Nie sa to dane optymistyczne. Dzisiaj pewnie będzie małe wypłaszczenie tych wyników, ale to tylko zafałszowana wizja, bo w niedzielę zawsze jest mniej badań. Władza chyba się przeraziła tymi wszystkimi wynikami. Zaczęła panikować i podejmować decyzję od sasa do lasa. Brakowało tylko żeby wprowadzili zakaz wstępu do lasu.
W strefach czerwonych wprowadzono nauczanie zdalne dla szkół ponadpodstawowych i wyższych, czyli dla tych ludzi, którzy bez problemu mogą zastosować dystans społeczny. Za to dzieciaki w podstawówkach które w znacznie mniejszym stopniu potrafią się dystansować, mają nadal chodzić do szkoły.

Generalnie okazało się, że jest tak źle, że trzeba to wszystko przykryć jakąś sensacją. Więc PiS postanowił zagrać starymi sprawdzonymi metodami. Użyto służb (w tym przypadku CBA) i aresztowali mecenasa Romana Giertycha i Ryszarda Krauze, oraz 10 innych osób, pod zarzutami, które były tak cienkie, że sąd w Sobotę odrzucił wnioski prokuratury o zabezpieczenie zatrzymanych, popierając to tym, że prokuratura nie uprawdopodobniła popełnienia przestępstwa. Blamaż na całej linii. Amatorszczyzna. Sprawa badana przez kilka lat…

Tymczasem chorych przybywa. Chory w szpitalu leży minister Polaczek, zmarł senator Kogut. Tak po ludzku bardzo ich żal.

Władza powoli się budzi, zmarnowali tyle miesięcy na robieniu nic lub kłóceniu się o stołki. Dopiero teraz zaczęli myśleć o tym, żeby zacząć budować szpital polowy. Tym razem na stadionie narodowym. Jak na mój gust to bardziej pokazówka niż dobre działanie.

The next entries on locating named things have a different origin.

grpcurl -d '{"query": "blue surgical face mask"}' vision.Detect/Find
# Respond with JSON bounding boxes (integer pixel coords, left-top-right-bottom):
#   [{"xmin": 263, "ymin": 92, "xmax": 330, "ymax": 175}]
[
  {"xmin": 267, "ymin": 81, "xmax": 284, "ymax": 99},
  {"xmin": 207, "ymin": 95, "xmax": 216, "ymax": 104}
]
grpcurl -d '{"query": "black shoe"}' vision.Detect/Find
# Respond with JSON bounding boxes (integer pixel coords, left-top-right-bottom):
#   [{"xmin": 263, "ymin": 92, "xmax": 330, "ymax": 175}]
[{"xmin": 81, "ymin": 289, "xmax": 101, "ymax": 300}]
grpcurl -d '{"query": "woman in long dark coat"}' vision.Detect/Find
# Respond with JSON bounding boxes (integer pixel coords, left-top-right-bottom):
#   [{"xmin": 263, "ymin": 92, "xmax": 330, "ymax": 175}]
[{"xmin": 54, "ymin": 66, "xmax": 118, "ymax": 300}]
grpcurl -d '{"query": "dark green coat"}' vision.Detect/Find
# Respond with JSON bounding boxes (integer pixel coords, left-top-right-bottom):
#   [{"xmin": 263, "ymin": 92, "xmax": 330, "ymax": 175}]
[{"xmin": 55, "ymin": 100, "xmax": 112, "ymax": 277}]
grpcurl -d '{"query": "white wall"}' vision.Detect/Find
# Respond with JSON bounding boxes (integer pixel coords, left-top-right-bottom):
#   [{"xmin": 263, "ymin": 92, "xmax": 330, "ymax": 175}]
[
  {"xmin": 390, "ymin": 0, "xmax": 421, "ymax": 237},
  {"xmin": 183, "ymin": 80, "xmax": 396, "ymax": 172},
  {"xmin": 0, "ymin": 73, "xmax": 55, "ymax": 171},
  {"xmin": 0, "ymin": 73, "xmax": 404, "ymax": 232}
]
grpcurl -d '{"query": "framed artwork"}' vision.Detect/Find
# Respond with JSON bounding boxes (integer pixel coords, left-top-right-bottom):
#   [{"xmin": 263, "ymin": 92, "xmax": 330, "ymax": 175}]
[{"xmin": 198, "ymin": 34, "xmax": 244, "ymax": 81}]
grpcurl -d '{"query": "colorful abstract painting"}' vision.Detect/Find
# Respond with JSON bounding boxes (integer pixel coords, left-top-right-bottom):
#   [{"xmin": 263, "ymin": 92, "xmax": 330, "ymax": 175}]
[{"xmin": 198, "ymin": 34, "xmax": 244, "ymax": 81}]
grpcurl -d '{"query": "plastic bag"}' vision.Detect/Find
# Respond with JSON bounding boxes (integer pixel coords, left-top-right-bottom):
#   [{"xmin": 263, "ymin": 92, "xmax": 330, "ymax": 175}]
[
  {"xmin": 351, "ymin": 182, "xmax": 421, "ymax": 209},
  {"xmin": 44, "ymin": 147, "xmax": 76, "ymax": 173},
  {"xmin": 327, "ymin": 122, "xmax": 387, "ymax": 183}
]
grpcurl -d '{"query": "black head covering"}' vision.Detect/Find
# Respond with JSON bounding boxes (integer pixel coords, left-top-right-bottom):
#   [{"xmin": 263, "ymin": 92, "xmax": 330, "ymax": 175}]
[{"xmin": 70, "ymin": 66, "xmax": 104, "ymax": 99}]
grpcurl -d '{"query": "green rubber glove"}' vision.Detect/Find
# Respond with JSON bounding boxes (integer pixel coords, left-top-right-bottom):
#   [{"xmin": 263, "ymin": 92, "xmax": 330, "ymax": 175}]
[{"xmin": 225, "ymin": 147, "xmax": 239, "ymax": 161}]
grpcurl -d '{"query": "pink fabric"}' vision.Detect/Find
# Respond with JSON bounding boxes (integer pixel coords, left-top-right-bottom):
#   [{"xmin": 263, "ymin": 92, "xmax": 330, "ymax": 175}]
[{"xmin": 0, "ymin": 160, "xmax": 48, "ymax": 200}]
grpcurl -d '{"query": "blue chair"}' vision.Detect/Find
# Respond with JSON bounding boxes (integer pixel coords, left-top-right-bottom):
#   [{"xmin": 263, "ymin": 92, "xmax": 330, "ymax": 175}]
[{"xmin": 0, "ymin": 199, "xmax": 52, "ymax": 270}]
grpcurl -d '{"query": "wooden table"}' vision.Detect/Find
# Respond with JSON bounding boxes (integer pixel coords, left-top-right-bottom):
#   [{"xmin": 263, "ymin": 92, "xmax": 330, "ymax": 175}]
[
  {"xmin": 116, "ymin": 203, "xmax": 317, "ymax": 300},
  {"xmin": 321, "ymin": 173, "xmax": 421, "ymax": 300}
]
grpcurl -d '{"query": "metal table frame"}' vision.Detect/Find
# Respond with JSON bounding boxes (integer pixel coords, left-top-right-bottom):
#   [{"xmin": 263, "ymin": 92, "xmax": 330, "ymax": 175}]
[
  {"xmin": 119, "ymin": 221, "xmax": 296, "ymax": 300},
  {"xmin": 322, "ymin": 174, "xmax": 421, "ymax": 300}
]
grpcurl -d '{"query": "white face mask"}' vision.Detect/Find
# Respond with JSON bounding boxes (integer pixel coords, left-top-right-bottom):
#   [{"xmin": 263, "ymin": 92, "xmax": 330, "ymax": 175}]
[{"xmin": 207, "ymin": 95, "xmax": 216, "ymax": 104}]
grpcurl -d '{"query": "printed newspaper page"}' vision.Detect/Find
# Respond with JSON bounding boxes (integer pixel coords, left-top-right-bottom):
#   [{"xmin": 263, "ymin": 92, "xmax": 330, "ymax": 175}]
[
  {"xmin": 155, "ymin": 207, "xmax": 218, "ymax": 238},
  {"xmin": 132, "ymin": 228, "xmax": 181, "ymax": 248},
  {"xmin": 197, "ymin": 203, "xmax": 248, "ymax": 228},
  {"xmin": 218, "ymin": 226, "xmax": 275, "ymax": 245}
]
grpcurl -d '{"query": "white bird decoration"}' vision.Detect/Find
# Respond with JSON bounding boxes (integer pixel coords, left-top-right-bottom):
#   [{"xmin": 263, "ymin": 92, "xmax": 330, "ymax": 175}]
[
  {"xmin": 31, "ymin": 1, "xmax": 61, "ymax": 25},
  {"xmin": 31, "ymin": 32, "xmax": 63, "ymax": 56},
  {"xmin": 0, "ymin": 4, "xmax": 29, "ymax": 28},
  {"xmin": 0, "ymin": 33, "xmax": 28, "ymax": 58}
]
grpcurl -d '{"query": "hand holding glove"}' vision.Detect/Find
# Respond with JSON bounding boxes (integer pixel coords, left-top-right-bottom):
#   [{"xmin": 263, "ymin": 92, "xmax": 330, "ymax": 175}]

Co na dzisiaj można by było zrobić?

  • Zamknąć szkoły. Przynajmniej klasy 4-8.
  • Zasilić Sanepid. Dać pieniądze, niech zatrudnią choćby studentów na umowę zlecenie, którzy by mogli zająć się tylko obdzwanianiem osób na kwarantannie. To pewnie by niesamowicie odciążyło podstawową działalność Sanepidu.
  • zacząć robić więcej testów. Wziąć przykład ze Słowacji, która chce przebadać wszystkich swoich obywateli.
  • Zalecić pracodawcom, niech tam gdzie mogą wprowadzają pracę zdalną.
  • Zamknąć cmentarze na 1 listopada.

Co my możemy zrobić dla powstrzymania takiego wzrostu pandemii? Zdecydowanie słuchać się nakazów.

  • Nosić maseczki
  • Zachowywać dystans
  • Dezynfekować ręce.

Dbajcie o siebie…
Możecie też się wzmacniać. Polecam ten specyfik.

Rząd delikatnie rzecz biorąc, mija się z prawdą mówiąc o dwóch procentach szkół z zakażeniami Covid-19.

Rząd nasz stoi na stanowisku, że nie należy czynić żadnych ruchów odnośnie szkół, ponieważ, jak przedstawiają sami rządzący, zakażenia dotyczą tylko 2% ogółu szkół.

Wczoraj zajrzałem na stronę łódzkiego urzędu miasta, gdzie są publikowane dane dotyczące zakażeń w oświacie. Rozwinąłem dane za wczoraj, rozwinąłem dane za poniedziałek. Wydawało mi się, że jest tego jakoś tak dużo. Postanowiłem więc bliżej przyjrzeć się tym danym. Po wzięciu pod uwagę tylko tych dwóch dni, odrzuceniu powtarzających się szkół i przedszkoli, wyszły takie liczby:

Procent przedszkoli łódzkich z ujawnionym zakażeniem: 19%
Procent szkół podstawowych łódzkich z ujawnionym zakażeniem: 27%

Aktualizacja wg komunikatu z 14.10:
Procent szkół podstawowych łódzkich z ujawnionym zakażeniem: 38%

Czyli w takim procencie placówek oświatowych mamy do czynienia z kwarantannami, nauczaniem zdalnym lub hybrydowym.

Dodatkowo musimy pamiętać o tym, że szkoły są idealnym propagatorem wirusa. Przychodzi sobie klasa – 20 dzieci. W tym jedno dziecko zakażone bez objawów. W ciągu kilku godzin, dziecko z wirusem zakaża około 5 do 10 innych dzieci. Które w większości również nie mają objawów. Te dzieci idą do domów, zakażają swoich rodziców, dziadków, rodzeństwo.
Z rodzicami jest różnie, ale prawdopodobnie przynajmniej połowa z nich nie będzie miała objawów. Pójdą do pracy, gdzie będą dalej zarażali.
A co z dziadkami?
A co z rodzeństwem które następnie pójdzie do przedszkola/szkoły i tam dalej będzie zakażało?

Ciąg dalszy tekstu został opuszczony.